今まで説明した方法で、新しいデータベースは作成できるのですが、既存のデータベースのディレクトリを変更したい場合は、PostgreSQL サーバを停止した後、ファイルを移動し、元の場所へシンボリックリンクファイルを作成するのでも全然問題ありません。
> pg_ctl stop > mkdir -p /db/wwwdb/data/base > cd /usr/local/pgsql/data/base > cp -a 16555 /db/wwwdb/data/base/ > rm -rf 16555 > ln -s /db/wwwdb/data/base 16555 > pg_ctl start
実はさっきのディレクトリを指定してデータベースを作る方法も、実際にはシンボリックリンクファイルでリンクが張られています。また、同じように、WAL ログ(data
ディレクトリにある pg_xlog
というディレクトリ)も移動することが出来ます。
前に、grant, revoke
文のところでチラッとふれましたが、PostgreSQL には、ユーザグループの機能があります。普通 grant, revoke
文はユーザを対象に設定しますが、グループにユーザを登録しておいて、そのグループに対して権限を付加することが出来ます。ユーザ数が多くなったときに便利です。
使い方はと言うと、まずグループを作成します。
=> create group webusers; CREATE GROUP
これで、webusers
グループが作成されました。次に、このグループにユーザを追加します。
=> alter group webusers add user dareka; ALTER GROUP => alter group webusers add user rin, siz; ALTER GROUP
webusers
グループに、dareka, rin, siz
の3人が追加されました。ユーザを削除したりグループを削除したりするには、次のようにします。

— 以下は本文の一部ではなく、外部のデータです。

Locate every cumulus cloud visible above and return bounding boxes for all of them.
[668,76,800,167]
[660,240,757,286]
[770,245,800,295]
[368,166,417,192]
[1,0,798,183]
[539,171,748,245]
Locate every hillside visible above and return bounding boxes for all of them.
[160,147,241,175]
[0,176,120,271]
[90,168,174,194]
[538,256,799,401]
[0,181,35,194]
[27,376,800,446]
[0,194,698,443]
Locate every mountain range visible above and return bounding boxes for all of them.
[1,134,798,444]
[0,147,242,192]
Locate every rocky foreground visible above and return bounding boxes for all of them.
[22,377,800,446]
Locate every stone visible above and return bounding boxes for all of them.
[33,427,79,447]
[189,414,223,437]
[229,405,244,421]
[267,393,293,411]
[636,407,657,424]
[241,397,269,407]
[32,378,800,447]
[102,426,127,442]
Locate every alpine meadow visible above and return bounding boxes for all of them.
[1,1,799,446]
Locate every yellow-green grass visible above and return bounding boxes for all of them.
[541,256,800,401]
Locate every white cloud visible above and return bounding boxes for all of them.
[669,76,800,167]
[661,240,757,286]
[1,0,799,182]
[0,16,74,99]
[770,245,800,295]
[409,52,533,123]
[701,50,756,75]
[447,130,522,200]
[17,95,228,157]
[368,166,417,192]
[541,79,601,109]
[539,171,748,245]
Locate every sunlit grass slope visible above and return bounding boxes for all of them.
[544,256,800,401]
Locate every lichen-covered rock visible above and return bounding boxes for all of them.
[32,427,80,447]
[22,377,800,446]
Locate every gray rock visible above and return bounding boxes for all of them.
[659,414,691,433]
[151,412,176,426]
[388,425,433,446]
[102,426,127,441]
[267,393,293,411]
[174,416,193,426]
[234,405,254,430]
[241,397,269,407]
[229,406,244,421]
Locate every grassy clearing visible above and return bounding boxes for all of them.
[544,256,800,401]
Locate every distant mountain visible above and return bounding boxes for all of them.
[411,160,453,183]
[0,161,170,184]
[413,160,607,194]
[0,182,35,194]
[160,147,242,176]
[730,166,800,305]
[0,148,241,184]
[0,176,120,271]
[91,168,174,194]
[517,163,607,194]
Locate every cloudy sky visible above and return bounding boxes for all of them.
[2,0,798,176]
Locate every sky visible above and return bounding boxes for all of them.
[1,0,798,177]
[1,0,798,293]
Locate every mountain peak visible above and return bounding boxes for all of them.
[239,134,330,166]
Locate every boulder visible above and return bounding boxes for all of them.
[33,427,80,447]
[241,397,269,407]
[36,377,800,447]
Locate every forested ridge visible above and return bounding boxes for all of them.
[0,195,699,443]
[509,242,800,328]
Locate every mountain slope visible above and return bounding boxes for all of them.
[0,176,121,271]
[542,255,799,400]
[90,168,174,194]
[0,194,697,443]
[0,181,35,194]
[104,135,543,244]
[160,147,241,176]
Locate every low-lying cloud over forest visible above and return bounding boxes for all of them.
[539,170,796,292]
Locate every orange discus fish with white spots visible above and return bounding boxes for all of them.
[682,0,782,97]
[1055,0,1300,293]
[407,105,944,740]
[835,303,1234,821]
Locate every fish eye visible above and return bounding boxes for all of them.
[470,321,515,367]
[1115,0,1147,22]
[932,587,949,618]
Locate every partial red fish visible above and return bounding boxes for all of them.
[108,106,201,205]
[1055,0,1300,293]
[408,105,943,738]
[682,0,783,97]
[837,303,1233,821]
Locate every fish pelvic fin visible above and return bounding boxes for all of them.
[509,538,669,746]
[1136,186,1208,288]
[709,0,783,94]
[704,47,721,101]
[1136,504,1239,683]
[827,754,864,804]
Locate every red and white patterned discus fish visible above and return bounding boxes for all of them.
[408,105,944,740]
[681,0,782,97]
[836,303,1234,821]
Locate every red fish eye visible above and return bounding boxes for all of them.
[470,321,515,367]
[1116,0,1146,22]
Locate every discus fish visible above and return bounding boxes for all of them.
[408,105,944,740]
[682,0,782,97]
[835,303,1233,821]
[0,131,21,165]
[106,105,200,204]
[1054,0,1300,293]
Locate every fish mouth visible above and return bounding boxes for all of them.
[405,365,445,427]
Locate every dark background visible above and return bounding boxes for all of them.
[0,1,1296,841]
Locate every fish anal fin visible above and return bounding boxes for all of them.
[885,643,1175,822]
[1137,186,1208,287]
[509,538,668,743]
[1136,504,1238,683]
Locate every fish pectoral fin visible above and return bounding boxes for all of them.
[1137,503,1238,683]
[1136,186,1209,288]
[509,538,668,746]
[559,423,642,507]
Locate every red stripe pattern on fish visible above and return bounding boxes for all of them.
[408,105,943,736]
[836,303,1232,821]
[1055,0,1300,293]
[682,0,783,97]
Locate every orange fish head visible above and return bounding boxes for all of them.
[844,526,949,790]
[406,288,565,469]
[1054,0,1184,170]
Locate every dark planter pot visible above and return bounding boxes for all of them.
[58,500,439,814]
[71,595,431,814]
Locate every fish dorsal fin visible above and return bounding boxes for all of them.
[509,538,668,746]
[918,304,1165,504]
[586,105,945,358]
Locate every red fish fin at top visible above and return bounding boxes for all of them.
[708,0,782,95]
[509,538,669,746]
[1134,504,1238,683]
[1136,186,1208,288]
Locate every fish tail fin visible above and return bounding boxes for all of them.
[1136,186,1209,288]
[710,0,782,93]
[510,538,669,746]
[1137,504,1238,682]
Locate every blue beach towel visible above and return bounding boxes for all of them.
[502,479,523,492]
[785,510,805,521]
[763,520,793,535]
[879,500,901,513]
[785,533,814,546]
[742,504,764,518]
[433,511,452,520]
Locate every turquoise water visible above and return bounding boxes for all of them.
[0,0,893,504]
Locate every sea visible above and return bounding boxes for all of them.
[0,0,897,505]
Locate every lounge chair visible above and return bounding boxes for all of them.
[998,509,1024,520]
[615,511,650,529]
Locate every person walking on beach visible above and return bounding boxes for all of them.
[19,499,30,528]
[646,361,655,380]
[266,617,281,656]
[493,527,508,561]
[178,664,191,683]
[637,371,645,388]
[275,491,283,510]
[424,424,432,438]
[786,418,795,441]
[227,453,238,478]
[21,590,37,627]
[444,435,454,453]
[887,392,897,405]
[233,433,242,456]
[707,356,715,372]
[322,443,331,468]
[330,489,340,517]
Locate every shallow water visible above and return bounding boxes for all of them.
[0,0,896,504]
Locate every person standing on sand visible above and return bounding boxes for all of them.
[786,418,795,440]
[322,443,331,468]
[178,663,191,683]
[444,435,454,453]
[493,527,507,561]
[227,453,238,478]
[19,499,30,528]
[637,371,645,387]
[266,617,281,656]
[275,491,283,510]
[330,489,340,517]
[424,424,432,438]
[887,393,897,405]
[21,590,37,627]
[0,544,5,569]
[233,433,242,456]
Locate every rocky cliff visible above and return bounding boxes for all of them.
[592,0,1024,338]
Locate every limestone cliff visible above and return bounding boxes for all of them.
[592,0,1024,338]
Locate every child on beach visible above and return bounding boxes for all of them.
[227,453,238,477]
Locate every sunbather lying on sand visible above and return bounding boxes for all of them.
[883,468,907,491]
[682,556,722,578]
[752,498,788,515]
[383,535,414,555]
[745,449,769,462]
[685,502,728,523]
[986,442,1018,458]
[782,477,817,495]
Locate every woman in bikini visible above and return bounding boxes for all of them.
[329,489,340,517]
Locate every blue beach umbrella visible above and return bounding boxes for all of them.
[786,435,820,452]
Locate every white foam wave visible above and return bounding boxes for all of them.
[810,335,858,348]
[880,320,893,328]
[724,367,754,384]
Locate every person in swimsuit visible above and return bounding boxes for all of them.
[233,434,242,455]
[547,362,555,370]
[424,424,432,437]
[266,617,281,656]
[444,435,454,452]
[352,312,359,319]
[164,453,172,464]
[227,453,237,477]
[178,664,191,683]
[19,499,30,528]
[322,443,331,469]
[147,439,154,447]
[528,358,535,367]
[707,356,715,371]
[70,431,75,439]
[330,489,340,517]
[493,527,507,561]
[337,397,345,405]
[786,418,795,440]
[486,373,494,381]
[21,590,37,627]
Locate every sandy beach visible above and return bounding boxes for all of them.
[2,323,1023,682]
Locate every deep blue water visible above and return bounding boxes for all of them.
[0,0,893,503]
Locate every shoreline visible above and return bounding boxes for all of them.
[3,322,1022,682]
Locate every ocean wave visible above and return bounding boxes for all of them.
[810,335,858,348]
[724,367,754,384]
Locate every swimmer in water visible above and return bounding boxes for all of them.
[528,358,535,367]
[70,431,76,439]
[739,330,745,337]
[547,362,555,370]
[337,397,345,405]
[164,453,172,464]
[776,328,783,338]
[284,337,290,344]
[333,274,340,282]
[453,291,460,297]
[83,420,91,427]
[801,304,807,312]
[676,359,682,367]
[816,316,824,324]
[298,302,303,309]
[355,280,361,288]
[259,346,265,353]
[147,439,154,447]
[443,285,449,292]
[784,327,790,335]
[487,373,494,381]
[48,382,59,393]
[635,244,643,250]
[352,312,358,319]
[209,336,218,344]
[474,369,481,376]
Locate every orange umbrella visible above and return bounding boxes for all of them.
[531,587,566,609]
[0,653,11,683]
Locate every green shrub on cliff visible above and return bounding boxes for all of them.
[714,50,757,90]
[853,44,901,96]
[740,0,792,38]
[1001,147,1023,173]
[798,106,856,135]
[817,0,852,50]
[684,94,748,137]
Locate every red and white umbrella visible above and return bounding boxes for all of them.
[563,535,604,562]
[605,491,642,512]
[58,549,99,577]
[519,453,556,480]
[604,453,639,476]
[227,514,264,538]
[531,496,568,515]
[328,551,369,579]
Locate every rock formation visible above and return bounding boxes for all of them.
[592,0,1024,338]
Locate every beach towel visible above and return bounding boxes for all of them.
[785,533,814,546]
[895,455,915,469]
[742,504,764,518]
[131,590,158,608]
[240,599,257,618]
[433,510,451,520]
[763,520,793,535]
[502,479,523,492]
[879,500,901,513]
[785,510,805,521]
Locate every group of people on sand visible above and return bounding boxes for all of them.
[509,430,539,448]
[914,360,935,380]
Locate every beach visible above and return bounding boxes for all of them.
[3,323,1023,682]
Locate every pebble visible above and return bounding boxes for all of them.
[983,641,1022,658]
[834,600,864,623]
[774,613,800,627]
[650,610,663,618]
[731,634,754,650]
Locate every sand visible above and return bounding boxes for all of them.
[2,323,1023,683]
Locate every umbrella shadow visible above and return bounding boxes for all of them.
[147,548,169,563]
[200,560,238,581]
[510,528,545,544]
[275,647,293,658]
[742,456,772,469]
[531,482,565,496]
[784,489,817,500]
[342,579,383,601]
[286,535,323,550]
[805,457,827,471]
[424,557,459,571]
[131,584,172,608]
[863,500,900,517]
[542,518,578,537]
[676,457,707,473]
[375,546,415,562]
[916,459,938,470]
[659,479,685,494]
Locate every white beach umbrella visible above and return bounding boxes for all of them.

=> alter group webusers drop user rin; ALTER GROUP => drop group webusers; DROP GROUP
この様にして作ったグループを、活用するには、次のようにします。
=> grant select on meibo to group webusers; GRANT
気を付けるべき点は、to ユーザ
としていたところを、to group グループ
とする点です。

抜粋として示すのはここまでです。